What Newsweek Has To Say About Poverty in America
The September 19 edition of Newsweek is devoted to the aftermath of Hurricane Katrina. One article on the issue of poverty in America is particularly insightful. Here are a few key points:
- Poverty in America is actually getting worse
- The poverty rate, 12.7%, is the highest in the developed world and more than twice as high as in most other industrialized countries. Note: this is a somewhat controversial statistic with some claiming the problem is not this serious
- Even if the real number is lower than 37 million, that’s a nation of poor people the size of Canada living inside the United States
- The poor are mostly out-of-sight and out-of-mind. Their fellow Americans know little about them
- The United States contains more poor whites than blacks or Hispanics. However, while only a little more than 8 percent of American whites are poor nearly a quarter of all African-Americans are poor. (Whites make up 72 percent of the population while blacks make up 12 percent).

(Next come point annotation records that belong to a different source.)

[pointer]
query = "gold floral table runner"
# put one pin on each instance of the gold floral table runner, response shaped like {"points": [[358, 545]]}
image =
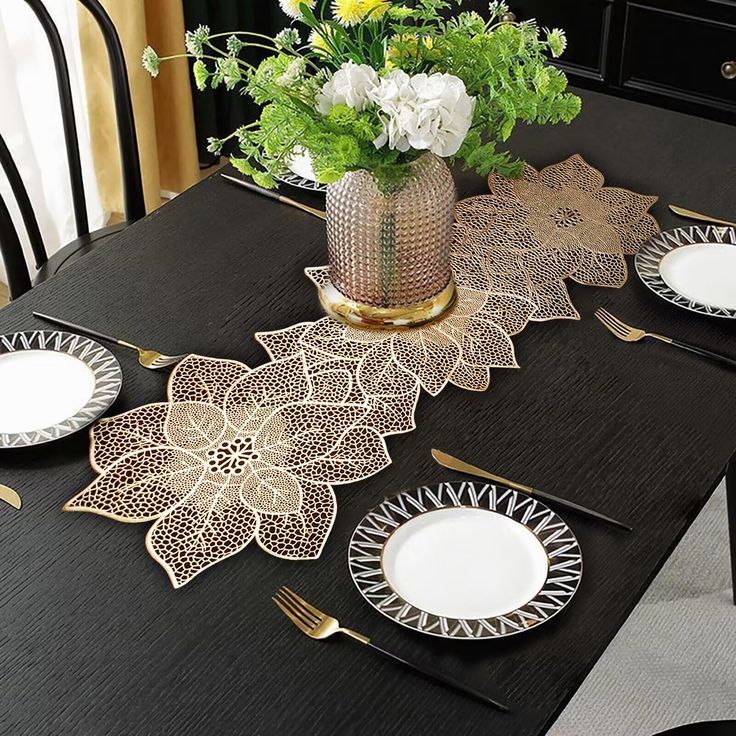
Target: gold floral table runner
{"points": [[239, 454]]}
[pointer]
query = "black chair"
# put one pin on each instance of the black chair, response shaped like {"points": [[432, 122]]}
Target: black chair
{"points": [[20, 279]]}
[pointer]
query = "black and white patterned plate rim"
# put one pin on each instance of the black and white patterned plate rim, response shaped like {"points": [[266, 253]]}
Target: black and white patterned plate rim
{"points": [[647, 262], [300, 182], [560, 544], [105, 368]]}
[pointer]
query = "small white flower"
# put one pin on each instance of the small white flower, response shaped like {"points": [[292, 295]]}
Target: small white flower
{"points": [[195, 40], [350, 85], [292, 7], [293, 73], [288, 38], [425, 112]]}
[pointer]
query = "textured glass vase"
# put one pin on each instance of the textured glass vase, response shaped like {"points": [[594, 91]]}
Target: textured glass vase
{"points": [[389, 246]]}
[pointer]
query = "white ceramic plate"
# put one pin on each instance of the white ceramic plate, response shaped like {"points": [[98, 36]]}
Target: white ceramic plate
{"points": [[692, 267], [704, 273], [465, 560], [52, 384]]}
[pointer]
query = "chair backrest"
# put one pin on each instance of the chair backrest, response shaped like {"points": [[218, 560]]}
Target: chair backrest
{"points": [[130, 163]]}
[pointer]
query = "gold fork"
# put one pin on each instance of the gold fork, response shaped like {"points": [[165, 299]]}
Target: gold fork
{"points": [[151, 359], [318, 625], [627, 333]]}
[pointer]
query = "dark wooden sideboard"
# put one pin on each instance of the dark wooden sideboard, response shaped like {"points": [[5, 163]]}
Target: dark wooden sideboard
{"points": [[679, 54]]}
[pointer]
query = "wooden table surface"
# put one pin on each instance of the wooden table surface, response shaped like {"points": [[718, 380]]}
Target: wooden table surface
{"points": [[93, 639]]}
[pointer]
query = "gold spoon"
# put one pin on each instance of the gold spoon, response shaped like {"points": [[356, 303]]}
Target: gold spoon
{"points": [[10, 496]]}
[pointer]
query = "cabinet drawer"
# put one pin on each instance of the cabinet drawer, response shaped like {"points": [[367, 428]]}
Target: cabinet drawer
{"points": [[679, 51], [586, 23]]}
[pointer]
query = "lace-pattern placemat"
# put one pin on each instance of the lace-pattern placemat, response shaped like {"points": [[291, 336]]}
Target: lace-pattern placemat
{"points": [[239, 454]]}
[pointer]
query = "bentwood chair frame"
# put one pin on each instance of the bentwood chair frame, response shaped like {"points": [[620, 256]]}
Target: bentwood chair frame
{"points": [[19, 277]]}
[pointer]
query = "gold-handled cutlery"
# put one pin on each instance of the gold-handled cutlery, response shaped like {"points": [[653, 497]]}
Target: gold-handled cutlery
{"points": [[691, 215], [151, 359], [627, 333], [453, 463], [274, 195], [318, 625], [10, 496]]}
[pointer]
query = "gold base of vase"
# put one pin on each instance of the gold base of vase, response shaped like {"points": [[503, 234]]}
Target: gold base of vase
{"points": [[337, 305]]}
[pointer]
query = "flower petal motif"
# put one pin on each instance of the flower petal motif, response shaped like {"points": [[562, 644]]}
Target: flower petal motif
{"points": [[550, 225], [470, 377], [389, 391], [358, 454], [113, 437], [198, 378], [141, 485], [283, 343], [272, 491], [209, 527], [238, 454], [297, 433], [194, 425], [429, 354], [302, 535], [333, 385], [251, 399], [233, 451]]}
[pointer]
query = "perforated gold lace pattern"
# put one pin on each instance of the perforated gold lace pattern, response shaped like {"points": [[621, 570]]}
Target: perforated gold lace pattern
{"points": [[235, 455], [531, 234], [239, 454]]}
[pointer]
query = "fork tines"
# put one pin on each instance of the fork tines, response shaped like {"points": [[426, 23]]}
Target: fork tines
{"points": [[614, 324], [305, 616]]}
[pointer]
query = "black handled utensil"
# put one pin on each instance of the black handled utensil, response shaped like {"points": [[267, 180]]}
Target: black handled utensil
{"points": [[274, 195]]}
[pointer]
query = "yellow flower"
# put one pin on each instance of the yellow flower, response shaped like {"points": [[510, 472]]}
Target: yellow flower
{"points": [[351, 12], [318, 42], [376, 8]]}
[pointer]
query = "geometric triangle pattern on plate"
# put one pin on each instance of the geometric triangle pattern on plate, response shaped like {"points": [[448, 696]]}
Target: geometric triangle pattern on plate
{"points": [[108, 379], [565, 563], [649, 258]]}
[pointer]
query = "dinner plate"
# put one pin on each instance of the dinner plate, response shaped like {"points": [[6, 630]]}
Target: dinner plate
{"points": [[52, 384], [693, 267], [465, 560]]}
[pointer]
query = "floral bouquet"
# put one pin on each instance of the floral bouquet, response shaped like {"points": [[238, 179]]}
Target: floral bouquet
{"points": [[378, 83]]}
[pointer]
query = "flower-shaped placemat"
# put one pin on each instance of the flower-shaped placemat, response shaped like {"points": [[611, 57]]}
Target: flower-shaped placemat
{"points": [[532, 233], [238, 454], [234, 455]]}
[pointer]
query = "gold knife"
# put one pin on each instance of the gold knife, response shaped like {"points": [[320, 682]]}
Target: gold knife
{"points": [[699, 216], [274, 195], [448, 461], [10, 496]]}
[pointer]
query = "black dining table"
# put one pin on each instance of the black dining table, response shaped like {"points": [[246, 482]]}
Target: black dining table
{"points": [[93, 638]]}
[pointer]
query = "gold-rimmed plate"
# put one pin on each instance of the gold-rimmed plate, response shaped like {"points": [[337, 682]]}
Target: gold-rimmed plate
{"points": [[465, 560]]}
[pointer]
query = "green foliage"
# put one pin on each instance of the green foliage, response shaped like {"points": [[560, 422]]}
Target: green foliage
{"points": [[504, 66]]}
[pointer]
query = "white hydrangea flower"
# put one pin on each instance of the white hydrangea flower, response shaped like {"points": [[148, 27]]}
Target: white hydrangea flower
{"points": [[350, 85], [425, 112]]}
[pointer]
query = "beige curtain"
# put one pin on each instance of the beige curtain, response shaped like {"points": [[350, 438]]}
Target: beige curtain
{"points": [[162, 107]]}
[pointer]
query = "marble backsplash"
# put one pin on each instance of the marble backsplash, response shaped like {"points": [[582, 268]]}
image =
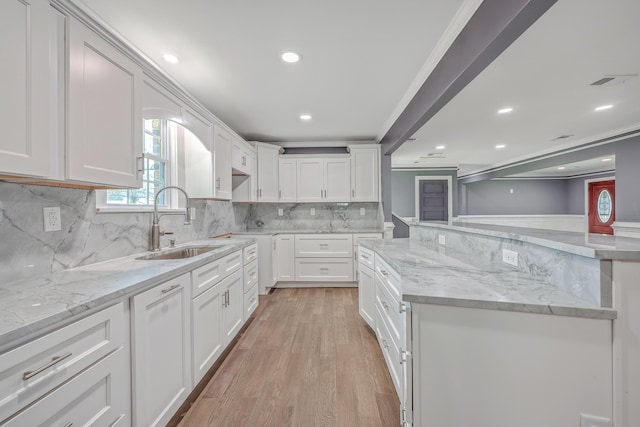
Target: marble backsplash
{"points": [[328, 216], [88, 237], [579, 275]]}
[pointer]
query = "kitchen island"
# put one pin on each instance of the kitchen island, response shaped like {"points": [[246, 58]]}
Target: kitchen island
{"points": [[489, 343]]}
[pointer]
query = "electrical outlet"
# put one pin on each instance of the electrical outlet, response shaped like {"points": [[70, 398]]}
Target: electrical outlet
{"points": [[593, 421], [51, 219], [510, 257]]}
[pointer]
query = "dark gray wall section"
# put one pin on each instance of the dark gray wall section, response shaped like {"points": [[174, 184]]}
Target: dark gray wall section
{"points": [[529, 197], [628, 180], [575, 192], [403, 184]]}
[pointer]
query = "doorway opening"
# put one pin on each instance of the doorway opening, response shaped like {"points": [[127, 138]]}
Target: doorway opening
{"points": [[601, 208], [433, 199]]}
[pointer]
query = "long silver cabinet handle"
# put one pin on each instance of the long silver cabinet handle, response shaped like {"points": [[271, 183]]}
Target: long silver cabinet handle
{"points": [[54, 360], [169, 289]]}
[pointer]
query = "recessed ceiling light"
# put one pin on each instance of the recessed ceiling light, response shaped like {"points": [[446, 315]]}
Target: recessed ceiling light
{"points": [[172, 59], [290, 57], [603, 107]]}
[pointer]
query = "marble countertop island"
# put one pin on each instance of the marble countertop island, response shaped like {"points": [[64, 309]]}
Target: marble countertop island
{"points": [[36, 305], [438, 275]]}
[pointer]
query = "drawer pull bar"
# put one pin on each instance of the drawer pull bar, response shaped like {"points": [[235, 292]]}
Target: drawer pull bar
{"points": [[170, 288], [54, 360]]}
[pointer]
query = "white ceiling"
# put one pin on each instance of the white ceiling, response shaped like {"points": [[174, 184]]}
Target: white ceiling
{"points": [[364, 59], [545, 76], [359, 58]]}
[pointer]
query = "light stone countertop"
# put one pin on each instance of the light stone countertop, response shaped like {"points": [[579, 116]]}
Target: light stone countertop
{"points": [[598, 246], [431, 275], [260, 231], [34, 306]]}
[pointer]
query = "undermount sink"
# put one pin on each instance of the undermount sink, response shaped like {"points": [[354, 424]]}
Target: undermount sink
{"points": [[180, 253]]}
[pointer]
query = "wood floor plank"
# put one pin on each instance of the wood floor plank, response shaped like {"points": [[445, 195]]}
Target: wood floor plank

- The primary economic problem is not unemployment but low wages for workers of all races
- Isolation is a factor that makes poverty even worse. There is de facto segregation of the poor from the middle class.
- The problem of poverty is often exacerbated by a subtle racism
There was one quote in the Newsweek article that particularly caught my attention. It was by a retired middle-school principal from Jefferson Parish. She said, “I have lived in the city all of my life and I didn’t realize there were so many suffering socioeconomically.”
Having worked back in the late Sixties for the anti-poverty program in the neighboring city of Baton Rouge I can understand how this can happen. I moved between two different worlds. In the mostly white middle-class community there was almost no appreciation of how people “on the other side of the track” lived.
If the Huricane Katrina disaster has a silver lining it is that many are now discovering “the other America.”
Update: A comment on a recent post raised questions about this blog. Our goal is to raise consciousness of issues of class, race and poverty in America. Mostly we'll serve as a news source...with lots of links to valuable information. We expect that the mainstream media will loose interest in these issues sooner rather than later. Fox Cable News is already back on the Natalie Halloway story.